The decision to hold the Federal funds rate at 5.25 per cent, where it was set on 31 January, and the discount rate at 5 per cent signalled the Fed's belief that inflationary pressures within the economy were still well under control.
Markets had been braced for a quarter-point increase, but political as well as economic factors clearly stayed the central bank's hand.
Traditionally the Fed, anxious to underline its political neutrality, does not change rates in the run-up to a presidential election, now just six weeks away. On this occasion it seems to have judged that, despite strong first-half growth, wages and prices were showing no untoward increases. "There has been no evidence of price pressure," said economist Robert Diderich.
But even in economic terms, Fed chairman Alan Greenspan and his colleagues had to weigh conflicting factors. Despite a steady inflation rate of just under 3 per cent, unemployment has dropped to just 5.1 per cent, and continuing growth in hourly wage rates has worried some analysts.
Before the meeting senior Fed officials were split, as evidenced by a detailed leak - which the FBI has been called in to investigate - that eight of the 12 regional banks in the Federal Reserve System favoured a rate increase, with three of them calling for a full half-point hike in the Federal funds rate.
In contrast to the regional bank governors, traditionally inflation-hawks, the political appointees on the Fed board were less concerned that the economy, despite 4.8 per cent second-quarter GDP growth, is about to overheat. This camp seems to have won the day.
Shortly after the Fed's announcement, bonds showed solid gains, but the Dow was on a roller-coaster - moving from minus 31 points to plus 34 points minutes after the announcement and then swiftly back into negative territory. It ended down 21points at 5874.0.
Also influencing the market was a sombre earnings forecast from AT&T, and a slight dip in the closely watched consumer confidence index in August. Since February 1995, the Fed has not raised rates. Since then it has trimmed the Federal funds rate three times by a quarter point.
US analysts, a majority of whom had expected a rate rise, were last night at odds over the merits of the Fed's decision.

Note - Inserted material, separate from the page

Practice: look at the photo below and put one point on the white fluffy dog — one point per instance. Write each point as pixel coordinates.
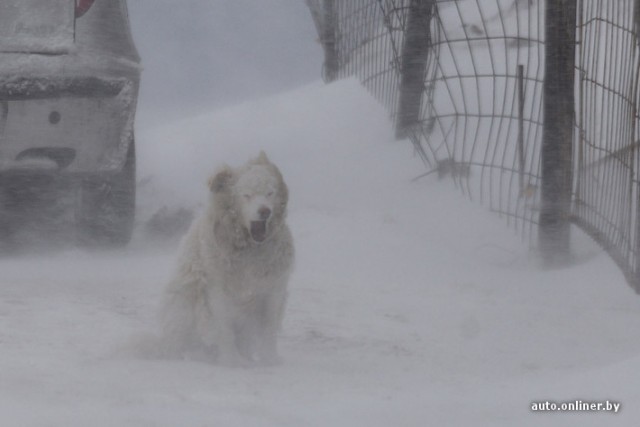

Philip Orlando, chief investment officer at Value Line Asset Management said the Fed's decision was "fully justified given the complete absence of inflation". But Graham Tanka, president of Tanka Capital Management, said he was disappointed that the Fed had not taken "a golden opportunity to nudge rates on" as a pre-emptive strike against inflation.
Nervousness in the London markets ahead of the Fed's announcement was eased to some extent by good economic news on the domestic front.
A sharp improvement in Britain's trade balance gave the Government a further boost while other figures showing better-than-expected growth earlier this year were seen by economists as effectively ruling out further cuts in UK interest rates.
The news bolstered the pound, but had little impact on the stock market which closed with the FT-SE 100 index 9.2 points lower at 3,910.5.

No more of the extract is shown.